Apparently French fries are the new popcorn, which was the new doughnut, which was the new cupcake, which was the new cereal, which was the new bagel...which takes us back to the '90s when cities were nightmarish war zones that actually made sense.
So where's that rant I promised?
Well, I declare in my best Andy Rooney impression, why is everything being dubbed a "bar"? I'm not asking why does everything serve booze (more on that when I rant about Be Well Philly's obsession with Beer Gardens), because they don't, which is exactly why I'm asking why they be called "bars."
The trendiness with bars started with smoothies, which kind of made sense, as sexy health nuts were serving up cocktails of fruits and veggies to customers who wished they were hot enough to work at Jamba Juice. But then came cereal bars, ice cream bars, burrito bars, and anything that could be Chipotle-fied with an organic trough of toppings to slop on top of top of your burger, hot dog, or other various and sundry carnival food items. Which brings us back to the root of the bar: the salad bar, a feeding frenzy from the world of Golden Corral that turned every salad in America into a carb, sodium, and fat laden nightmare from Atlantic City to San Diego. Not something with which any reasonable businessperson - or customer - would seem to want to associate.
Of course today's urban business logic doesn't make a lot of sense. The ironic hipness of linking healthy smoothies to Golden Corral is long since dead, or should be. Just as it was once hip to refer to a business by one vaguely relevant word: Fork... or stylize it in all lowercase: needful things... or pair two nonsensical words with a plus sign: Lapstone + Hammer, it's not hip to do it again... and then again, and again, and again.

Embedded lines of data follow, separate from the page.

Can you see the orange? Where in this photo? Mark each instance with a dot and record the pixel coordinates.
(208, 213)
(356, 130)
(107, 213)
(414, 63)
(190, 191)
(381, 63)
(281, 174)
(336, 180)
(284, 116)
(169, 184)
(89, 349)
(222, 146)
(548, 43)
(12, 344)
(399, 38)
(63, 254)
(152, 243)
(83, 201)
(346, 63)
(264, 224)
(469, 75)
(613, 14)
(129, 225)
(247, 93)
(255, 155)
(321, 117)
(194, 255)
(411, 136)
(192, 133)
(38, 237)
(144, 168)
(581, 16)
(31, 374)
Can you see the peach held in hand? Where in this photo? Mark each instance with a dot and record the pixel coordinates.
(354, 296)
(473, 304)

French fry stands aren't bars. They're restaurants that serve French fries - fried potatoes, literal poverty food - at a 1000% markup.
Which brings me to the food itself, and the second leg of my Rooneyan rant. Why is "poor" food suddenly all the rage, or rather why is it still the rage? Is it because Millennials will pay $13 for literally anything? Is it because New Philadelphians feel like their embracing "the real city" by eating fried potatoes? Or do the newly urban think it's ironically cute to drop a ten spot on fried potatoes? I mean let's just cut to the chase and start serving frozen Tombstone pizzas on high school cafeteria trays to outer-borough transplants for $15 a pop. How do you sell Toaster Strudels to Millennials? Build a toppings "bar," play a 20 year old commercial in the background, and jack up the price.
And sadly that's what the price point comes down to. Even if these kitschy here-today-gone-tomorrow food trends wanted to offer their organic, non-GMO, locally sourced carny fare for a reasonable price, they'd go out of business. Today's urban spendthrifts equate pricy with value, and little more. If Bareburger or BurgerFi charged a fair price for their meat, they'd be relegated to the annals of McDonald's and be done for.
Of course, now that the rant is out of the way, and gazing at pictures of cheese smothered fried potatoes, all I really want is a greasy heaping helping of disgustingly delicious fried potatoes...and a Tombstone pizza.